Their newlywed bliss is soon punctured by misgivings—Akaviah is busy writing a history of the Jews of their town, and Tirza finds herself resentful of her domestic duties and lonely. Nevertheless, the rooms of the newlywed couple are “suffused with warmth and light,” and Tirza is heartened by the close relationship that grows between her husband and her father, who visits them each evening.

Tirza’s life with Akaviah is far from perfect, but she senses, as does the reader, that her unconventional choice is imbued with larger significance. Tirza’s father and Akaviah should be at odds with one another as former rivals. Yet Tirza’s marriage to Akaviah unifies the two men and closes a circle. Toward the end of the story, she gazes upon her husband and father:

Now I glance at my father’s face and now at my husband’s.
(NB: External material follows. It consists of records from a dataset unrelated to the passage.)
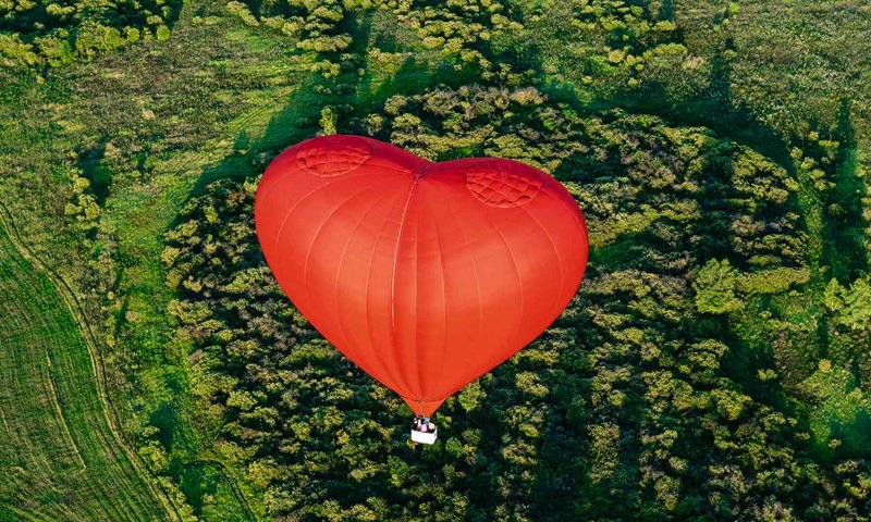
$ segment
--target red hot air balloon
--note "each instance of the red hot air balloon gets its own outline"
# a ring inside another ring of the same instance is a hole
[[[532,341],[587,264],[574,198],[524,163],[432,163],[360,136],[282,152],[255,202],[282,289],[365,372],[429,417]]]

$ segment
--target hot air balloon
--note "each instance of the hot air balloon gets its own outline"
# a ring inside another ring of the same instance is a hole
[[[493,158],[433,163],[361,136],[282,152],[257,188],[255,223],[294,306],[426,420],[413,430],[426,443],[439,405],[540,335],[587,264],[580,209],[547,173]]]

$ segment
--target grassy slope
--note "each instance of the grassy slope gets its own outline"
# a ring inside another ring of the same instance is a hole
[[[140,374],[135,375],[142,384],[142,388],[134,391],[135,395],[128,395],[128,388],[116,386],[111,373],[118,374],[120,369],[109,362],[110,394],[113,406],[119,409],[119,422],[126,437],[134,435],[136,426],[143,424],[135,412],[157,411],[160,414],[168,411],[168,421],[175,432],[171,436],[174,442],[172,456],[177,458],[172,464],[173,473],[182,477],[179,482],[188,494],[188,501],[195,508],[201,508],[204,515],[211,512],[212,520],[249,520],[253,513],[233,477],[220,462],[212,460],[213,456],[198,452],[198,433],[192,427],[195,421],[186,417],[185,410],[186,377],[184,363],[180,359],[186,353],[183,347],[169,345],[164,336],[168,324],[163,313],[172,293],[164,284],[164,269],[159,256],[163,231],[170,226],[200,176],[206,178],[210,175],[208,165],[221,163],[225,170],[232,170],[233,162],[223,160],[226,157],[242,160],[237,152],[241,147],[237,138],[241,135],[256,139],[258,133],[270,123],[279,129],[272,135],[283,136],[287,130],[282,132],[282,128],[293,128],[293,120],[275,122],[273,115],[286,109],[287,97],[294,90],[292,76],[295,75],[291,74],[289,62],[281,59],[287,48],[286,41],[279,42],[277,35],[263,36],[256,29],[241,28],[241,24],[234,20],[230,26],[220,22],[214,24],[213,21],[195,24],[192,17],[201,12],[200,8],[196,2],[187,5],[171,41],[159,46],[135,46],[110,53],[94,63],[73,65],[58,71],[45,85],[33,84],[26,78],[13,78],[5,84],[0,89],[4,105],[0,126],[5,130],[0,138],[0,149],[9,153],[5,158],[10,161],[5,162],[5,167],[0,166],[0,192],[10,196],[11,199],[7,201],[14,207],[13,212],[21,216],[20,232],[25,240],[33,241],[34,250],[40,254],[47,254],[48,264],[75,287],[81,269],[75,262],[64,264],[61,261],[64,258],[74,260],[74,254],[65,256],[64,252],[69,254],[75,247],[59,244],[66,236],[52,237],[48,232],[58,226],[56,221],[59,215],[62,216],[62,197],[58,203],[56,194],[68,191],[65,185],[69,182],[63,174],[63,165],[69,162],[69,151],[101,141],[123,144],[131,132],[152,133],[147,137],[151,144],[134,140],[127,144],[128,148],[121,145],[124,154],[135,156],[139,152],[139,146],[172,141],[149,158],[149,162],[154,161],[154,167],[145,183],[112,173],[116,176],[111,179],[112,189],[106,200],[103,223],[118,238],[116,254],[125,260],[118,274],[115,293],[120,296],[120,308],[131,313],[122,312],[120,315],[136,319],[122,325],[130,334],[128,337],[122,336],[124,344],[114,349],[100,346],[100,350],[111,359],[115,357],[113,351],[134,348],[150,361]],[[165,74],[165,71],[172,71],[172,75],[156,82],[156,75]],[[305,101],[297,107],[304,112],[311,111]],[[34,112],[32,108],[38,109]],[[151,115],[150,121],[145,121],[149,120],[144,116],[148,111],[157,113],[157,117]],[[24,112],[30,113],[32,117],[21,119]],[[217,119],[220,124],[211,123],[210,117]],[[277,142],[281,141],[279,138]],[[245,174],[248,174],[252,167],[247,161],[240,163],[247,166]],[[87,165],[79,163],[78,166],[85,166],[87,174]],[[40,179],[38,187],[56,187],[57,192],[49,192],[51,197],[40,198],[35,208],[28,208],[26,189],[35,189],[25,187],[22,179],[27,176],[21,176],[23,172],[35,173]],[[2,174],[13,175],[4,179]],[[10,270],[13,273],[21,271],[25,275],[32,275],[33,272],[30,265]],[[34,273],[33,276],[38,274]],[[82,294],[78,288],[75,291]],[[0,294],[0,307],[11,309],[14,306],[14,294]],[[99,330],[100,318],[91,313],[88,321]],[[62,328],[51,324],[34,324],[32,330],[17,334],[22,343],[33,344],[33,339],[39,339],[47,333],[53,338],[54,330],[62,332]],[[103,338],[102,335],[97,337],[99,343]],[[79,370],[77,366],[56,365],[53,373],[60,380],[82,382],[90,378],[90,385],[94,386],[94,375],[75,373]],[[90,372],[89,365],[87,370]],[[87,389],[86,383],[82,383],[82,386]],[[12,385],[4,382],[0,382],[0,388],[13,389]],[[140,395],[139,391],[145,394]],[[171,403],[163,405],[162,401]],[[19,407],[24,410],[19,411]],[[4,417],[17,419],[26,414],[27,407],[23,403],[4,405]],[[83,407],[81,410],[101,414],[97,407]],[[81,425],[76,427],[84,430]],[[87,433],[87,430],[83,433]],[[35,435],[23,434],[21,440],[32,436]],[[118,445],[118,440],[113,444]],[[57,446],[63,447],[62,444]],[[120,446],[105,451],[111,455],[112,451],[120,451]],[[16,448],[10,446],[7,451],[3,447],[3,451],[0,451],[0,470],[17,465],[13,459],[16,452]],[[60,470],[48,467],[48,462],[56,460],[63,461],[60,456],[48,456],[44,459],[44,468],[15,468],[15,481],[32,483],[34,488],[39,487],[40,480],[47,483],[60,481]],[[5,476],[5,473],[0,473],[0,476]],[[197,477],[201,481],[197,482]],[[81,476],[75,481],[81,482]],[[118,483],[123,485],[124,481],[119,480]],[[30,501],[34,506],[22,504],[16,507],[21,502],[14,495],[29,495],[13,492],[12,488],[17,486],[12,484],[7,492],[7,485],[0,484],[3,485],[0,489],[0,506],[3,506],[0,508],[0,520],[17,520],[32,514],[41,519],[42,514],[36,509],[44,504],[51,506],[50,498],[41,499],[34,495]],[[45,489],[47,495],[51,492],[49,487]],[[130,495],[133,502],[137,501],[137,496],[147,495],[148,492],[144,484],[133,489],[134,494]],[[100,509],[100,502],[111,505],[115,501],[111,494],[102,498],[103,493],[94,488],[83,499],[81,507],[72,497],[68,498],[71,512],[81,514],[50,512],[47,518],[77,520],[76,517],[82,517],[89,520],[99,519],[99,514],[93,513],[102,512],[102,517],[124,520],[123,514],[111,514],[113,511],[108,508]],[[63,500],[65,494],[63,492],[58,497]],[[203,506],[204,495],[211,500],[207,506]],[[130,513],[137,519],[149,518],[136,510]],[[165,519],[167,515],[158,518]]]
[[[66,300],[0,221],[0,518],[168,519],[110,427]]]

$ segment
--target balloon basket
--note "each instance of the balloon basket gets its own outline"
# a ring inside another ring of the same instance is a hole
[[[434,432],[419,432],[412,428],[412,440],[419,444],[433,444],[436,442],[436,437],[439,435],[439,428],[437,427]]]

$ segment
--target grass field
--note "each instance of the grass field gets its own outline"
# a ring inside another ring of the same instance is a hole
[[[172,519],[109,425],[68,301],[0,223],[0,520]]]

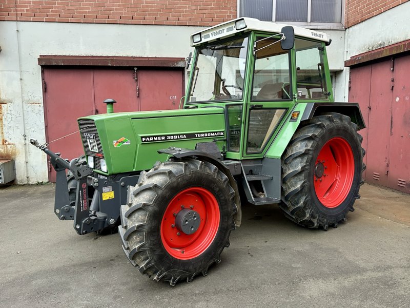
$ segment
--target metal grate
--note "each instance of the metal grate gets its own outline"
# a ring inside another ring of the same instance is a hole
[[[83,146],[84,148],[84,152],[87,156],[94,157],[94,168],[97,170],[101,170],[101,159],[104,158],[104,153],[102,152],[102,147],[101,146],[101,141],[99,140],[98,132],[97,128],[95,127],[95,123],[92,120],[83,119],[78,121],[78,125],[80,128],[80,134],[81,134],[81,140],[83,142]],[[98,152],[92,151],[90,146],[89,145],[88,138],[85,134],[94,134],[94,137],[93,140],[97,145]],[[98,157],[96,156],[98,154]]]
[[[81,134],[81,140],[83,142],[83,146],[84,148],[84,151],[86,155],[95,156],[97,152],[91,151],[89,146],[88,138],[85,133],[94,134],[95,142],[97,144],[98,153],[102,155],[104,158],[104,153],[102,152],[102,147],[101,146],[101,142],[99,140],[99,136],[97,131],[97,128],[95,127],[95,123],[92,120],[80,120],[78,121],[78,125],[80,128],[80,133]]]
[[[94,157],[94,168],[101,170],[101,160],[99,158]]]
I behold the two men and long to cry, to cry in my mother’s bosom. Has my husband’s sullen mood brought this about, or does a spirit dwell in womankind? My father and my husband sit at the table, their faces shining upon me. By dint of their love and compassion, each resembles the other. Evil has seventy faces and love has but one face.

This sentiment, “evil has seventy faces and love has but one face,” evokes the spirit of yibum, through which one husband can virtually morph into another and in which chesed makes family restoration possible even after tragic loss. This is part of the triumph of Megillat Ruth—Ruth the Moabite, whose ancestor Lot was once banished from Abraham’s tent, now returns to the Jewish people. The family line of Elimelech and Naomi, once threatened with dissolution, is also symbolically maintained through the union of Ruth and Boaz. Agnon brings the unlikely chesed of Ruth to life that suppresses none of the strangeness of the not-quite-yibum predicament.

Modern novels often explore the dissolution of families and relationships. The book of Ruth, too, presents an account of familial dissolution, but it is followed by restoration. Agnon’s invocation of the book, notwithstanding its irony, is a rare example of a modern work that mines the biblical story in its full depth. Ruth’s travails alongside Naomi, their exile, and their exclusion from civilized society are a natural fit for modern novelists like Robinson and Shalev. Both of these modern stories are infused with a hint of the same eternal quality. The inexplicable acts of goodness that drive men and women like Boaz, Naomi, and Ruth are harder to find, in literature and in life.

This article is adapted from Sarah Rindner’s contribution to Gleanings: Reflections on Ruth.